- This memorandum is a non-confidential summary of a confidential memorandum prepared for a Beneficiary in the International Trade and Investment Law Practicum course taught by Professor Debra P. Steger in the Fall 2016 semester at University of Ottawa, Faculty of Law. Ana Poienaru, Stefanija Savic, and Morgan McCabe were the student team who researched and prepared the original memorandum for the Beneficiary in the course. Ana Poienaru and Stefanija Savic prepared this summary.
- This memorandum has been prepared in the context of the United Kingdom (UK) providing notice to withdraw from the European Union (EU), known as Brexit, and the implications of this on the provisional application of the EU – Canada Comprehensive Economic and Trade Agreement (CETA), and on the United Kingdom (UK) negotiating and concluding new Free Trade Agreements (FTAs). Most recently, the EU and Canada have signed the CETA and the Parties to the CETA have agreed to provisionally apply parts of the Agreement in the future.
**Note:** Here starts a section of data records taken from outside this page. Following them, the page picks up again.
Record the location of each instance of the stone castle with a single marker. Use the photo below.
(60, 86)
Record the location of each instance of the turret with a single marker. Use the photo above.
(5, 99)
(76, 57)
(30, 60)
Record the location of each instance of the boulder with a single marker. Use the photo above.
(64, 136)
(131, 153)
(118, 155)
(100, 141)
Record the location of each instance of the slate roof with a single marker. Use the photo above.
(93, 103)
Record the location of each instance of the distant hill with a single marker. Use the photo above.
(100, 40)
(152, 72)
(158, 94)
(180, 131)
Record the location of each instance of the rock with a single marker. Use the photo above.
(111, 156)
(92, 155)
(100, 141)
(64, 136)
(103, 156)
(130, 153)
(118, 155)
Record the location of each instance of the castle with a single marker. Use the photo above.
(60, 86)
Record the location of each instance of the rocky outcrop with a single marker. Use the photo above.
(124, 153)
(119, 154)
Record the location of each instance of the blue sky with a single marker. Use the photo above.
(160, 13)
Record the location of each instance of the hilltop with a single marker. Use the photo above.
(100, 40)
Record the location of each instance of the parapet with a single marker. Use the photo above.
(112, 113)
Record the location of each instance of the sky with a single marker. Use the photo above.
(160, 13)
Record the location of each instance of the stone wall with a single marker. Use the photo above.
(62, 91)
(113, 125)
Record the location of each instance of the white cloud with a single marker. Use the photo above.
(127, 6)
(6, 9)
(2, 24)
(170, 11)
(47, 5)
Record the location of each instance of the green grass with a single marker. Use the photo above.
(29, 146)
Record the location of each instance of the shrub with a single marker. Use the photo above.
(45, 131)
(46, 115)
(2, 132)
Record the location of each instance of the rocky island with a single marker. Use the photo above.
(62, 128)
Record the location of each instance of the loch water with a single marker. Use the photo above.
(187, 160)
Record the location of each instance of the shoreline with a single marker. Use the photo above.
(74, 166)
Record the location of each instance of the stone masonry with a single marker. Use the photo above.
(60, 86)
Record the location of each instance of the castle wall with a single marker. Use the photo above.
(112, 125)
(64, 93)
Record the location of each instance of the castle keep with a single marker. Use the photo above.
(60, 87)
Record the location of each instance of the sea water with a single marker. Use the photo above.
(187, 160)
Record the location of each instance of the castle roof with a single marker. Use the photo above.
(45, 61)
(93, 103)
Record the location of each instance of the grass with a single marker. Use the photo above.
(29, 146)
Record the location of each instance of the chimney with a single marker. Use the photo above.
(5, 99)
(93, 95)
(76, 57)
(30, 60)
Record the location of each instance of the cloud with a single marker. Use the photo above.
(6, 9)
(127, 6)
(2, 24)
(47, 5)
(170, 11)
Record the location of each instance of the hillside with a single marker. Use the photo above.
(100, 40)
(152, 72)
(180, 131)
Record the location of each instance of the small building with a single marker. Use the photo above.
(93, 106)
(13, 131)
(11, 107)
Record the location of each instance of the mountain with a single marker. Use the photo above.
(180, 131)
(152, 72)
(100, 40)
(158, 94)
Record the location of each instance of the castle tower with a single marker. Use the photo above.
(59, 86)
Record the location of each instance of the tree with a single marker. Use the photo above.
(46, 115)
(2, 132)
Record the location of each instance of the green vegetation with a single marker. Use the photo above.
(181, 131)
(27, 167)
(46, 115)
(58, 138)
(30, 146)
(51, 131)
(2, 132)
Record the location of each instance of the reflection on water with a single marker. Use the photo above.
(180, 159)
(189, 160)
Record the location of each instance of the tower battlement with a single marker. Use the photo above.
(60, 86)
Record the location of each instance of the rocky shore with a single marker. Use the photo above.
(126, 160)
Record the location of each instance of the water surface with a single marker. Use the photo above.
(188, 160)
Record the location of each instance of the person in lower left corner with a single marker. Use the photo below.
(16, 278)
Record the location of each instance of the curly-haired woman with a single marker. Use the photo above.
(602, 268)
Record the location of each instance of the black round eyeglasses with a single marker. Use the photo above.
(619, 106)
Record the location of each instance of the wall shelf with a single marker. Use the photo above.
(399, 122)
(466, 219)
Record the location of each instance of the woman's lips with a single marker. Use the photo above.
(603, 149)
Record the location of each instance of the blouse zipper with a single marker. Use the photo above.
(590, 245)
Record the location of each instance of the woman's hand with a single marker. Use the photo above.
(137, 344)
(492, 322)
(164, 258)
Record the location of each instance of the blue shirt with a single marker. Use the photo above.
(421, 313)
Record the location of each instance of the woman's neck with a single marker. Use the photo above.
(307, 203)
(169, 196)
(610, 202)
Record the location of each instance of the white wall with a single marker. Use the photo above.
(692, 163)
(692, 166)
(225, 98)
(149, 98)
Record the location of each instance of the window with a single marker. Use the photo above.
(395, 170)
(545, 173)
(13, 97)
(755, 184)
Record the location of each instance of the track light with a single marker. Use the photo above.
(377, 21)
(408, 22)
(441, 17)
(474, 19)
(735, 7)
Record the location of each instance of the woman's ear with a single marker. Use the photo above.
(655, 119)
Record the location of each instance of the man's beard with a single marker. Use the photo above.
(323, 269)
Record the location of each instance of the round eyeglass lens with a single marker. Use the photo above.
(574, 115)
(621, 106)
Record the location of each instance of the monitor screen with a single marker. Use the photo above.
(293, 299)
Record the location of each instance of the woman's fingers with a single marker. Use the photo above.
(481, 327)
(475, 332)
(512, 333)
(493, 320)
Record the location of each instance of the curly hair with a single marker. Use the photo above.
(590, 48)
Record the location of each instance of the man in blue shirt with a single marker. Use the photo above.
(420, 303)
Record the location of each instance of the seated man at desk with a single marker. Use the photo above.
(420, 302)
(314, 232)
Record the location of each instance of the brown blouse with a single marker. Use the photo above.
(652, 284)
- This memorandum therefore examines whether the provisional application of the CETA will continue to apply to the UK after it withdraws from the EU. This memorandum also identifies the constraints on the UK in negotiating and concluding future FTAs with third countries from an European Union law and Word Trade Organization (WTO) law perspective. We define third country as a country other than an EU Member State.
- In the first section of the memorandum, we examine whether the provisional application of the CETA will continue to apply to the UK after it withdraws from the EU. To make this determination, we examine the scope of the provisional application of the CETA in relation to the UK. This means that the term “Parties” in the CETA has to be interpreted in light of the provisional application set out in the CETA. Based on this, we conclude that “Parties” in the context of the provisional application are the EU and Canada, because only matters falling under the EU’s exclusive competence are provisionally applied. This means that the provisional application of the CETA will apply to the UK until it withdraws from the EU, for matters falling under EU exclusive competence. The provisional application will, however, not extend to the UK after it withdraws from the EU, because EU law will no longer apply to the UK.
- In the second and third sections of this memorandum, we look at the constraints on the UK in negotiating FTAs. In making our analysis, we address the key issues in relation to negotiating and concluding FTAs between the UK and third countries under EU law and WTO law.
- Under EU law, the UK must withdraw from the EU before it can negotiate and conclude FTAs with third countries. This is because as a Member of the EU, the UK lacks the competence to negotiate FTAs. Under EU law, the negotiation of FTAs is part of the EU exclusive competence under the common commercial policy (CCP). An examination of Article 50 of the Treaty of the European Union (TEU) leads to the conclusion that the UK will cease to be a Member of the EU on one of the following three dates: (1) on the date of entry into force of the withdrawal agreement, (2) falling that, two years after the notification to withdraw, or (3) at a later date than (2) if the European Council and the UK both agree to extend the period of negotiation. Based on this analysis, we determine that once the UK withdraws from the EU, it will again have the competence to negotiate and conclude FTAs with third countries, because the EU’s exclusive competence in the area of CCP will cease to apply to the UK.
- Under WTO law, the UK must be a customs territory in order to conclude FTAs. Though Article I of the General Agreement on Tariffs and Trade 1994 (GATT 1994) prohibits WTO Members from contravening the Most Favoured Nation (MFN) obligation, Article XXIV of the GATT 1994 provides a justification for Members that would contravene the MFN obligation by concluding a FTA or forming a customs union (CU). However, Article XXIV also sets out that only customs territories are able to conclude FTAs or form CUs under WTO law. Since we determine that the UK is not currently a customs territory, it will not be able to conclude a new FTA until it becomes one. To become a customs territory, the UK will need to submit its own draft schedules to the WTO in accordance with procedures set out in GATT 1994 and General Agreement on Trade in Services (GATS). This includes an obligation to negotiate an outcome that will be agreed to by other WTO Members by consensus. Although the length of this process is impossible to predict with certainty, we conclude that the UK will not be able to conclude FTAs with third countries until this process is complete.